Miscellaneous topics
This section will mostly be about some very brief references and is intended to tell people about some topics they might not have seen or heard about before, which are relevant to this discussion. There might be posts in the future regarding these topics, but it’s still a good idea to read up on these yourself.
Group theory
The set of permutations of size \(n\) forms what is called a group and is denoted by \(S_n\), and it turns out that all finite groups of size \(n\) are isomorphic to some subgroup of \(S_n\). This is why there has been a lot of work on permutations from a group theoretic perspective. The section on permutation composition is best viewed under a group theoretic lens.
The analysis of a lot of games can be done using group theory, for instance, 15-game, Rubik’s cube, Latin squares, and so on.
There is a subgroup of permutations that corresponds to all even permutations. This group is also known to be simple and can be used to show results about the 15-game, for example.

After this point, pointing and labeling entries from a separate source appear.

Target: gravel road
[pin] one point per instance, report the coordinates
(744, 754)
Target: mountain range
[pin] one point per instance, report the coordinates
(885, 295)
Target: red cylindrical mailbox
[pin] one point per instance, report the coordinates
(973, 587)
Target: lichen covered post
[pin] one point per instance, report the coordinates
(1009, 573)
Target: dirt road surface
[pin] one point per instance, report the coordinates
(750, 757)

Counting: Burnside, Polya enumeration, Stirling numbers
Using group theoretic ideas, the Burnside lemma and the Polya enumeration theorem come into the picture, and they help to count classes of objects (equivalent under some relation) rather than objects themselves.

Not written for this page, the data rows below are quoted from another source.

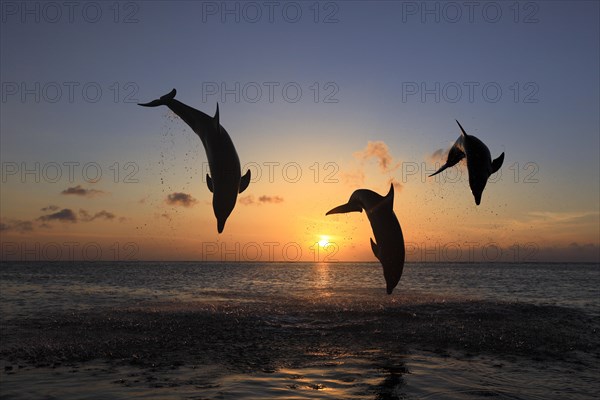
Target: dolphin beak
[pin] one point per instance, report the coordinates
(153, 103)
(345, 208)
(442, 168)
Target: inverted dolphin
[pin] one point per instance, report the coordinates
(479, 161)
(389, 245)
(225, 180)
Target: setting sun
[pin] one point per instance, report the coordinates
(324, 241)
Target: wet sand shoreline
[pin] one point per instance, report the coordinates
(269, 337)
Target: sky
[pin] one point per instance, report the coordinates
(320, 99)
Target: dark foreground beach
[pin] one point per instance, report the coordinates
(115, 338)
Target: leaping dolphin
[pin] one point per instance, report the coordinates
(479, 161)
(389, 245)
(225, 180)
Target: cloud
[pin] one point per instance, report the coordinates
(249, 200)
(387, 164)
(16, 225)
(270, 199)
(381, 152)
(64, 215)
(246, 200)
(397, 185)
(354, 178)
(87, 217)
(565, 217)
(80, 191)
(439, 155)
(181, 199)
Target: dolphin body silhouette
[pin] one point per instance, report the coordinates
(225, 180)
(389, 245)
(479, 161)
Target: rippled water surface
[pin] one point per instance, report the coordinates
(299, 330)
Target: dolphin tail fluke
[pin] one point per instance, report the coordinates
(162, 101)
(497, 163)
(345, 208)
(245, 181)
(374, 248)
(209, 183)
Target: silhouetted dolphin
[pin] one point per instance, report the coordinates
(225, 180)
(479, 161)
(389, 248)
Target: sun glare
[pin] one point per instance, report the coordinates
(324, 241)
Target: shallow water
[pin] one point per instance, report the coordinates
(184, 330)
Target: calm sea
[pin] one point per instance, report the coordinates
(298, 330)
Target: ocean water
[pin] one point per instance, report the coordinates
(298, 331)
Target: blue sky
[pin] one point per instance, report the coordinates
(369, 62)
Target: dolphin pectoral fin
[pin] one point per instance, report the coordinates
(374, 248)
(454, 156)
(344, 208)
(209, 183)
(162, 101)
(245, 181)
(497, 163)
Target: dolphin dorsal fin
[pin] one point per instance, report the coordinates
(216, 119)
(244, 182)
(390, 195)
(209, 183)
(497, 163)
(461, 128)
(374, 248)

Stirling numbers are quite useful when counting things related to permutations, and they deserve a whole post for themselves.
Coordinate compression
Note that in the above discussions, especially in the section on ordering, we used arrays of distinct elements and permutations interchangeably. Whenever something only depends on the \(\le, <, >, \ge, =\) relations between the elements and not the elements themselves, it makes sense to replace elements with their rank. In the case of distinct elements, this “compressed version” becomes a permutation.
Connected component DP
Just like the failed idea in the generation of permutations, that idea can also be used for dp. More details can be found in this post.
Young tableaus
Closely related to the LIS and other ordering concepts is the idea of Young tableaus. This has a very interesting theory, and this post is a good reference for some of the results.
Schreier Sims algorithm
Suppose you have a subgroup generated by some permutations, and you want to find the size of the subgroup. The Schreier Sims algorithm helps in finding this size, and a good post can be found here.
Permutation tree
There is a cool and interesting data structure that can do different kinds of queries on permutations and subarrays. This post is a good introduction to the data structure and what it can do.
Problems
I have added some standard problems whenever suitable, but for practicing permutations well, it makes sense to practice on a larger set of problems. Since there is a very large number of problems on permutations, maybe just adding a few of them that I know would not do justice to the variety of problems that can be made on permutations. A couple of possible methods of practicing are the following:
- Search on the CF problemset for problems with the name permutation in them.
- Look out for permutation problems on sources for standard problems like CSES.